Refuting earlier findings that taking estrogen replacement therapy increased a woman's risk of heart attacks and strokes, researchers now claim that the hormone is beneficial for certain younger women who start taking them in their 50s.

The latest research now says that if women begin taking the hormones shortly after menopause, the drugs do not raise the risk of heart disease and may in fact help in lowering it.

Estrogens are a group of steroid compounds, named for their importance in the estrous cycle, and functioning as the primary female sex hormone. Estrogens are used as part of some oral contraceptives, in estrogen replacement therapy of postmenopausal women, and in hormone therapy for transsexual women.

The new research, which appears in Thursday's New England Journal of Medicine, shows that taking estrogen for seven years or more after menopause reduces the chances of atherosclerosis or calcification of the arteries by as much as 60 percent.

However, the research also added that the women who delay taking estrogen for at least 10 years after menopause are at a significant risk from the drugs. The researchers now suggest that all women should use hormone replacement therapy, commonly called HRT, to get a relief from their symptoms of hot flashes etc when menopause begins.
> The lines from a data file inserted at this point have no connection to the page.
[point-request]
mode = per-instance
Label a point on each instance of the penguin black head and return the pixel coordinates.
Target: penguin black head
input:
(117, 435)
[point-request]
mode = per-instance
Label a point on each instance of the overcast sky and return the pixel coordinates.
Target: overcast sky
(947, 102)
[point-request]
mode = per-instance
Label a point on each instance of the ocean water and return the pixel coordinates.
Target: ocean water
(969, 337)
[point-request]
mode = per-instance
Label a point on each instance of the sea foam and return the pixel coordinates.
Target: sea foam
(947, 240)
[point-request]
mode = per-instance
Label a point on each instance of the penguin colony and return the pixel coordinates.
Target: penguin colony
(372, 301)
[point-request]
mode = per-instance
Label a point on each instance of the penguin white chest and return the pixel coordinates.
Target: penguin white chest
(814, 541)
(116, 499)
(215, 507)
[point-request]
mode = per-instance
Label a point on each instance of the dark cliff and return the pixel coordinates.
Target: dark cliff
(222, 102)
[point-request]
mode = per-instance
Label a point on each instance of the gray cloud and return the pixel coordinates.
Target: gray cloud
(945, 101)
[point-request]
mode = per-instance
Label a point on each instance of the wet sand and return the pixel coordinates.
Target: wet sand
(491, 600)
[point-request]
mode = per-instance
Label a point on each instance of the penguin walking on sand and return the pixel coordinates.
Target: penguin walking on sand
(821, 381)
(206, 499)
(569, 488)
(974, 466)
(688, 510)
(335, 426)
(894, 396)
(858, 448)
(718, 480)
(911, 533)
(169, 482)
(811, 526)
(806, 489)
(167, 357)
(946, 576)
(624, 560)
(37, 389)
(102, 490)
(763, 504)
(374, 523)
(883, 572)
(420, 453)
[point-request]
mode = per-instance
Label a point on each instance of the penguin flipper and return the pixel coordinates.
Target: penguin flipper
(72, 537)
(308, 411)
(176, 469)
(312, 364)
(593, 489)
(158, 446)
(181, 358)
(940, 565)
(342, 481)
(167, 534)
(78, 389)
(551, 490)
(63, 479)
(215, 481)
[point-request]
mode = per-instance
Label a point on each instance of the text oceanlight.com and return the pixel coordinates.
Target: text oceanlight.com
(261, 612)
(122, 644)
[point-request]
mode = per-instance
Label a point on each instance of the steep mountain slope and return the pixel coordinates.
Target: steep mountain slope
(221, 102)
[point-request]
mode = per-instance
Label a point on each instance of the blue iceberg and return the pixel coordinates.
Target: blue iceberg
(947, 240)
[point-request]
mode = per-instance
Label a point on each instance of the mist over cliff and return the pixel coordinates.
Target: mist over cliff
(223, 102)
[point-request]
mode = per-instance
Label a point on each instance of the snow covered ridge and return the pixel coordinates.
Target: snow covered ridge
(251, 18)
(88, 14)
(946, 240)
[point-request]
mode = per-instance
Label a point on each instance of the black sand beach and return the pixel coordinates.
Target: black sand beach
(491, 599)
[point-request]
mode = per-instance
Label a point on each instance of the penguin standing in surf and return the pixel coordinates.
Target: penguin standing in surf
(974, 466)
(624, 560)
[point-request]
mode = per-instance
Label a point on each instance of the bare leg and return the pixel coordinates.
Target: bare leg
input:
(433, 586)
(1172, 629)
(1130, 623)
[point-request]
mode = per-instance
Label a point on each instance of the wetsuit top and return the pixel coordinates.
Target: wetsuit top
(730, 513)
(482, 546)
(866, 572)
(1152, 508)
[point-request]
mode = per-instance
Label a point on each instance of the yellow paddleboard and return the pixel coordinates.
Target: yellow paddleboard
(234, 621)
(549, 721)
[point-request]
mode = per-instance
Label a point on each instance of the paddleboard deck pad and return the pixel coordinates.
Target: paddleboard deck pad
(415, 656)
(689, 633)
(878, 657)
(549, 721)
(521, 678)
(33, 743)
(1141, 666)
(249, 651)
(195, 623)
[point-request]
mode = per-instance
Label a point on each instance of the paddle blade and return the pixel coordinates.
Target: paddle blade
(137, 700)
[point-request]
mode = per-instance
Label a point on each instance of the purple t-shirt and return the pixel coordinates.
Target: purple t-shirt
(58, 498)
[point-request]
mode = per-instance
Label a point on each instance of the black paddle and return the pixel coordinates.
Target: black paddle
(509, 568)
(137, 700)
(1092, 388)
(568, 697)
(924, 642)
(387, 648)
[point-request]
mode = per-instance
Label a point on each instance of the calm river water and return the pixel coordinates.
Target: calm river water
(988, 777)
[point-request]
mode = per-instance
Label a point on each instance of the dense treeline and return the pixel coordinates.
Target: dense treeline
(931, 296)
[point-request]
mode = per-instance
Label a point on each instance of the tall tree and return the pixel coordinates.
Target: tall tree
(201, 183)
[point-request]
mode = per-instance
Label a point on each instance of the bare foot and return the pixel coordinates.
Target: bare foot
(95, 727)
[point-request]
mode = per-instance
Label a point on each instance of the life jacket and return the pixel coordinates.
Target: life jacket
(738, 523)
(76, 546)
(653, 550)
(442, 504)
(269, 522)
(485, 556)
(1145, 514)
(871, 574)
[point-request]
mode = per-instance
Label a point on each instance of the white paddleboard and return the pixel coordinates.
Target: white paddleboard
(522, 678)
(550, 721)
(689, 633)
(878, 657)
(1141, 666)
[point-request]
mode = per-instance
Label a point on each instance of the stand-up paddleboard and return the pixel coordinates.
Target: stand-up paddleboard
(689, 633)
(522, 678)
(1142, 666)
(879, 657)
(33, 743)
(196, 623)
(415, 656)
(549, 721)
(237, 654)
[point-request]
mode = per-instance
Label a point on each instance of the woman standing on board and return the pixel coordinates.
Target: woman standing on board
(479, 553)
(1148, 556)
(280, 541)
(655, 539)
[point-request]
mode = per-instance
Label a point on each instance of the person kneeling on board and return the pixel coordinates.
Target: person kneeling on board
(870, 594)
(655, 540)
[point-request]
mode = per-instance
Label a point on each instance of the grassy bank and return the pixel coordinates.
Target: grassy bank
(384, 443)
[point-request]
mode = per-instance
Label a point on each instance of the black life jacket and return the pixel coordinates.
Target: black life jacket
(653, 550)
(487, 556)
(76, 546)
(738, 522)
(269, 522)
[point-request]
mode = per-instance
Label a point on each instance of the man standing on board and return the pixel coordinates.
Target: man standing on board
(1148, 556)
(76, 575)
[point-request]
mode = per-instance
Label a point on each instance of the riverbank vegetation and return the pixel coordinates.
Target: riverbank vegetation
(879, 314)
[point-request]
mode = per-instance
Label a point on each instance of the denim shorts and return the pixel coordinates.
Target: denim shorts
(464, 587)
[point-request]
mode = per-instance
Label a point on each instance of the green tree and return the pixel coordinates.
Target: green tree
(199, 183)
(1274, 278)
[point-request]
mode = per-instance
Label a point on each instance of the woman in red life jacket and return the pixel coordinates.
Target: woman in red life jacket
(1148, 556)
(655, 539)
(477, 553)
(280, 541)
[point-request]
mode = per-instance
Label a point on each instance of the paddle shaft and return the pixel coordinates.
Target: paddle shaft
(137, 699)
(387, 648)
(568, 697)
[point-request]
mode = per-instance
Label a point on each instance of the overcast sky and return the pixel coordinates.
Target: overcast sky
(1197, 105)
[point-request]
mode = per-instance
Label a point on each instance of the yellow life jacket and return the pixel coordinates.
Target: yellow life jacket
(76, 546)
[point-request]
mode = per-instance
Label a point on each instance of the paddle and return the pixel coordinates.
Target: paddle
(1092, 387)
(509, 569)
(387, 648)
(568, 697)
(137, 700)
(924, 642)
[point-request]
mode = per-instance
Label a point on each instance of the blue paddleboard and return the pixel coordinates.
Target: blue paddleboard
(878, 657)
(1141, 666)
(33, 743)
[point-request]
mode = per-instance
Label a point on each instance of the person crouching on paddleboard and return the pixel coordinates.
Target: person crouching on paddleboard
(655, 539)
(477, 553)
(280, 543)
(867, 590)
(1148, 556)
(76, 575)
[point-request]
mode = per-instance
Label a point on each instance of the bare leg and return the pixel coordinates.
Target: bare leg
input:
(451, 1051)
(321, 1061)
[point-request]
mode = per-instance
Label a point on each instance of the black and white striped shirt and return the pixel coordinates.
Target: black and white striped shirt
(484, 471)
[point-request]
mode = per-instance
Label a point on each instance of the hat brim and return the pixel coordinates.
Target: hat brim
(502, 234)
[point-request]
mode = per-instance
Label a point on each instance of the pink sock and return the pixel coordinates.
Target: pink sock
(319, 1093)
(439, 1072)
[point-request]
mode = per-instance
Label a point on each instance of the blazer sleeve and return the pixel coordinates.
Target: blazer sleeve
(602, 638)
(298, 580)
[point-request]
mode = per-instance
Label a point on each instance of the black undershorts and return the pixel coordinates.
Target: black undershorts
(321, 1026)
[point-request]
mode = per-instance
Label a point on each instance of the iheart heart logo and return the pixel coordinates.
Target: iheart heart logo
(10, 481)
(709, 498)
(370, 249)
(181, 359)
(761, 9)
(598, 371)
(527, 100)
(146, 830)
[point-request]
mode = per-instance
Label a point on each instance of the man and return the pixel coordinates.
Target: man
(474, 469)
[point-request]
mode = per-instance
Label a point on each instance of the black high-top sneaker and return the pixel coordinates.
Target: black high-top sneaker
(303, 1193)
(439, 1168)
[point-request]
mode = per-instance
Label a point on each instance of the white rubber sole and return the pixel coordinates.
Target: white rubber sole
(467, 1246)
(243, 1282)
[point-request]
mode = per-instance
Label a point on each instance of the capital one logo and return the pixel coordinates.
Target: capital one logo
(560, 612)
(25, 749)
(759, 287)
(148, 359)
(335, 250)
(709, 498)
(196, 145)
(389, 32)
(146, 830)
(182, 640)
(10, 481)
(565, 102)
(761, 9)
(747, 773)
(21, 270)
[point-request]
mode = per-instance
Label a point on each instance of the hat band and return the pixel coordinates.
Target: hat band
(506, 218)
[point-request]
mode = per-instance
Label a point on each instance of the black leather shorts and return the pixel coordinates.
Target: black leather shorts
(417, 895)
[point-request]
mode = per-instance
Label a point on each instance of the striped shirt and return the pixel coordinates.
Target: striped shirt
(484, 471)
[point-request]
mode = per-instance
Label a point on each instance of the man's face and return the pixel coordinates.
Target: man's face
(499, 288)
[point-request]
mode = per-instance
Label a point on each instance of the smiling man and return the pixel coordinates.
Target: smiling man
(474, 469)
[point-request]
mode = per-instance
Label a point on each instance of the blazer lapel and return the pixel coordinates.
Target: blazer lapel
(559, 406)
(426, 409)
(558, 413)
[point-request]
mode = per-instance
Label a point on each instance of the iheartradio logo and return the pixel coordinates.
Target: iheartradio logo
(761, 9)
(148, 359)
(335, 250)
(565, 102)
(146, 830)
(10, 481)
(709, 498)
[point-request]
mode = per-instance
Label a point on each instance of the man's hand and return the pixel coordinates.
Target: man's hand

LA Times quotes Dr. Robert W. Rebar, executive director of the American Society for Reproductive Medicine as saying, "We are clearly learning that the benefits of estrogen in young, healthy, symptomatic post-menopausal women outweigh the risks."

Additionally, the research also added that the benefits of HRT occur only if it is started before atherosclerosis begins to develop as once the calcification of the arteries has already set in; estrogen is known to produce damaging effects.